You can change the formatting of any measure by editing its config (*Edit Table
Config > List Sql Metric > Edit Metric > D3Format*)
* Moreover, you may want to see the temperature measurements in plain degrees C,
not tenths of a degree. Or you may want to convert the temperature to degrees
Fahrenheit. You can change the SQL that gets executed agains the database, baking
the logic into the measure itself (*Edit Table Config > List Sql Metric > Edit
Metric > SQL Expression*)
For now, though, let’s create a better visualization of these data and add it to
a dashboard.
We change the Chart Type to "Distribution - Bar Chart":
.. image:: _static/img/tutorial/tutorial_28_bar_chart.png
Our filter on Maximum temperature measurements was retained, but the query and
formatting options are dependent on the chart type, so you’ll have to set the
values again:
.. image:: _static/img/tutorial/tutorial_29_bar_chart_series_metrics.png
You should note the extensive formatting options for this chart: the ability to
set axis labels, margins, ticks, etc. To make the data presentable to a broad
audience, you’ll want to apply many of these to slices that end up in dashboards.
For now, though, we run our query and get the following chart:
.. image:: _static/img/tutorial/tutorial_30_bar_chart_results.png
:scale: 70%
Creating a slice and dashboard
------------------------------
This view might be interesting to researchers, so let’s save it. In Superset,
a saved query is called a **Slice**.
To create a slice, click the **Save as** button near the top-left of the
explore:
.. image:: _static/img/tutorial/tutorial_19_click_query.png
A popup should appear, asking you to name the slice, and optionally add it to a
dashboard. Since we haven’t yet created any dashboards, we can create one and
immediately add our slice to it. Let’s do it:
.. image:: _static/img/tutorial/tutorial_31_save_slice_to_dashboard.png
:scale: 70%
Click Save, which will direct you back to your original query. We see that
our slice and dashboard were successfully created:
.. image:: _static/img/tutorial/tutorial_32_save_slice_confirmation.png
:scale: 70%
Let’s check out our new dashboard. We click on the **Dashboards** menu:
.. image:: _static/img/tutorial/tutorial_33_dashboard.png
and find the dashboard we just created:
.. image:: _static/img/tutorial/tutorial_34_weather_dashboard.png
Things seemed to have worked - our slice is here!
.. image:: _static/img/tutorial/tutorial_35_slice_on_dashboard.png
:scale: 70%
But it’s a bit smaller than we might like.

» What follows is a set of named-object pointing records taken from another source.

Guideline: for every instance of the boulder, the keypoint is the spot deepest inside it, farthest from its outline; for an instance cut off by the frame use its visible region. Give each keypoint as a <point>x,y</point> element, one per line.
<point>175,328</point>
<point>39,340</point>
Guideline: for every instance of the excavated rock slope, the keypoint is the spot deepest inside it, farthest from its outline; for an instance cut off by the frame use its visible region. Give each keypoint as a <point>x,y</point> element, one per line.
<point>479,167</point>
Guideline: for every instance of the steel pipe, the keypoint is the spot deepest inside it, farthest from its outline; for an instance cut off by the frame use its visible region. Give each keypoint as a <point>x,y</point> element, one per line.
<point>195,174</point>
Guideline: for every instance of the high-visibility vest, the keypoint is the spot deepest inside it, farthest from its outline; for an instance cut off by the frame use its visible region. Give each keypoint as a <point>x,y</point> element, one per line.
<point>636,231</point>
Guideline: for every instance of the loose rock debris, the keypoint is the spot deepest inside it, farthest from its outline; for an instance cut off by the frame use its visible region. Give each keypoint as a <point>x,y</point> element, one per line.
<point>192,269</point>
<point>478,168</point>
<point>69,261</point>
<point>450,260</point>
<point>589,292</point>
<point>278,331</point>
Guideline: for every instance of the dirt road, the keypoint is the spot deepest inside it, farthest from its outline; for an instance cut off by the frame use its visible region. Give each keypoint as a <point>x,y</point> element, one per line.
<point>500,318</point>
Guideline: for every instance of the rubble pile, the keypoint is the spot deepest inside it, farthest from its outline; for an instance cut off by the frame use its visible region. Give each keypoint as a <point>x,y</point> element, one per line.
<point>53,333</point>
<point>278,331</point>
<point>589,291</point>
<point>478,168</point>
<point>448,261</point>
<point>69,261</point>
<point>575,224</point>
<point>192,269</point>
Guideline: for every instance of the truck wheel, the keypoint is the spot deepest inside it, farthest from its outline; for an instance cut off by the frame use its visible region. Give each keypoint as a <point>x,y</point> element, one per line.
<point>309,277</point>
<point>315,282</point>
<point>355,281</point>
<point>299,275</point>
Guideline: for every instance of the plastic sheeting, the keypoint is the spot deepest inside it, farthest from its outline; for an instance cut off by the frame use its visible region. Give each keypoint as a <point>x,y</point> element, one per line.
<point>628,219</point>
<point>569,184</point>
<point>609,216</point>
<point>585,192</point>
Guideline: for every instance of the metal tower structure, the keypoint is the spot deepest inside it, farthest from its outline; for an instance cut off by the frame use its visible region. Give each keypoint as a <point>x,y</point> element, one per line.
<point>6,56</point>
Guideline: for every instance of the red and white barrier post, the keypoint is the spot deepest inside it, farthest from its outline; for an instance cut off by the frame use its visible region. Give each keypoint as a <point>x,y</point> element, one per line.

Luckily, you can adjust the size
of slices in a dashboard by clicking, holding and dragging the bottom-right
corner to your desired dimensions:
.. image:: _static/img/tutorial/tutorial_36_adjust_dimensions.gif
:scale: 120%
After adjusting the size, you’ll be asked to click on the icon near the
top-right of the dashboard to save the new configuration.
Congrats! You’ve successfully linked, analyzed, and visualized data in Superset.
There are a wealth of other table configuration and visualization options, so
please start exploring and creating slices and dashboards of your own.